Is being born again the same as being saved? Yes — regeneration (new birth), justification, adoption, and conversion are all aspects of the one event of salvation, experienced from different angles. Regeneration is the divine side (what God does); conversion is the human side (repentance and faith). They are inseparable.

Can you be born again more than once? No — new birth, like physical birth, happens once. However, growth in the Christian life is continuous. You can have seasons of spiritual renewal and re-commitment that feel like new beginnings without those being regenerations.

What is "born of water and the Spirit" in John 3:5? Interpretations vary: (1) physical birth (amniotic fluid) and spiritual birth — contrasting two kinds of birth; (2) baptism and the Spirit — a sacramental reading; (3) repentance/cleansing (water imagery for spiritual cleansing in the Old Testament) and regeneration. Most evangelical theologians prefer interpretation (1) or (3), reading "water" as the cleansing associated with repentance.

Does being born again happen at baptism? Catholic and Lutheran traditions connect regeneration closely to baptism. Evangelical Protestants generally hold that baptism is the outward sign of an inward reality that happens at faith, not the means of producing that reality.
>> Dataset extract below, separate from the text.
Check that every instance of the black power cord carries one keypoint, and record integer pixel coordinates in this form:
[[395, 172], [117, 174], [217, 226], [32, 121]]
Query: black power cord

Can I choose to be born again? The question is complex. The Spirit's regenerating work is prior to and produces the human response of faith. Yet the gospel command is genuinely "repent and believe" — a real human response is required. The best synthesis: you cannot produce regeneration, but you are called to respond to the gospel with genuine faith and repentance, trusting the Spirit to make that response effective.